Dopo 36 anni, la scena industriale italiana è più che mai depressa e ansiosa. Ha un amore viscerale per i tavoli da 2 metri quadrati con sopra almeno un computer Apple. Lo schermo illuminato di un Apple fa piombare il musicista in uno stato di trance, tipo quello provato dai neonati quando vedono le api volare sopra la culla. E’ la classica crisi di mezza età. Capita a tutti. Pure Dante in tempi non sospetti ne ha parlato: nel mezzo del cammin di nostra vita…
7) Il libro viene accompagnato da un CD contenente alcune chicche, tra cui inediti e pezzi molto difficili oggi da reperire, presentando alcuni nomi trattati nel testo, quali Ain Soph, F.A.R, Sigillum S, Tasaday etc. Come è nata l’idea di un supporto musicale al libro, e come sono state reperite le tracce?
Il CD è stato compilato da Stefano Gentile e pubblicato via Officina Fonografica Italiana e Spittle Records. L’idea del supporto allegato al libro è tutta della Goodfellas, la casa editrice. Devo dire che sono stati bravi a contenere il prezzo del prodotto finito: libro di 288 pagine più CD a 22 euro (18,70 se acquistato online). I vari gruppi li ha selezionati tutti Stefano, io mi sono occupato solo dei F:A.R., uno dei miei favoriti, non solo tra quelli post-industriali. In questo modo ho voluto ringraziarli per tante cose.
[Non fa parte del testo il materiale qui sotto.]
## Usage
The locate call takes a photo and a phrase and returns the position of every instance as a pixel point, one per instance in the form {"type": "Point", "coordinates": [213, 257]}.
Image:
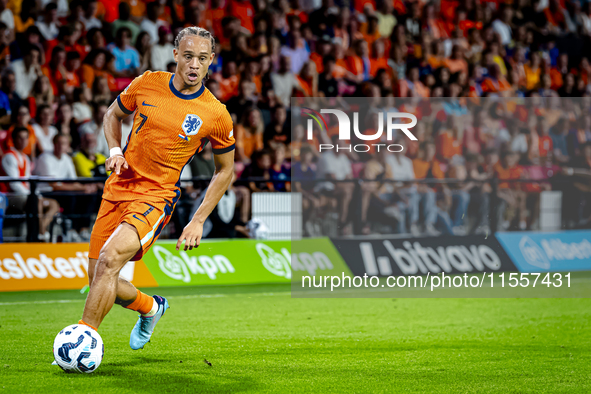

8) Musica industriale a Parma: parlaci della situazione, sia storica che odierna, della tua città riguardante questo aspetto.
Parma è rimasta la città ducale dell’800. I K.D.N.R. nel loro box intitolato Play avevano inquadrato bene la situazione, scrivendo sulla copertina la frase: “RACCOLTA DI OPERE GRANDIOSE ERETTE SOTTO IL FELICISSIMO REGNO DI SUA MAESTA’ LA PRINCIPESSA IMPERIALE, ARCIDUCHESSA D’AUSTRIA MARIA LUIGIA DUCHESSA DI PARMA, PIACENZA, GUASTALLA”. L’altro nome storico dell’industrial parmigiano è quello dei T.A.C. Per quanto riguarda la scena odierna… se c’è qualcuno batta un colpo! Io sono qua, curioso di ascoltarvi. Comunque, anche se non fanno musica industriale, di gruppi recenti in giro per Parma mi piacciono i Lourdes Rebels.
9) Arte e musica “contro”, due elementi legati in modo indissolubile, anche se qualche accademico potrebbe dissentire al riguardo. Cosa ne pensi di questo legame? E’ importante secondo te che la musica conservi un qualche intento artistico, senza ossequi ed imposizioni?
Solo i bambini sono artisti. Un adulto che si bea di questo titolo, 99 volte su cento, è solo un artistoide. Io ho sempre preferito l’incolto al colto, il non-accademico all’accademico, chi infrange le regole a chi le rispetta. Insomma, all’artista preferisco l’autodidatta. Certo che se uno ha la sciagura di essere adulto, colto e accademico e non riesce più a pensare come un bambino non si deve perdere d’animo, per salvarsi gli resta la follia. Quasi sempre c’è una soluzione, bisogna cercarla.
10) Grazie per il tuo tempo. Vuoi aggiungere qualcosa per chi segue FLUX?
Del tipo fatti una domanda e poi datti una risposta? Non sono mai stato un fan di Marzullo.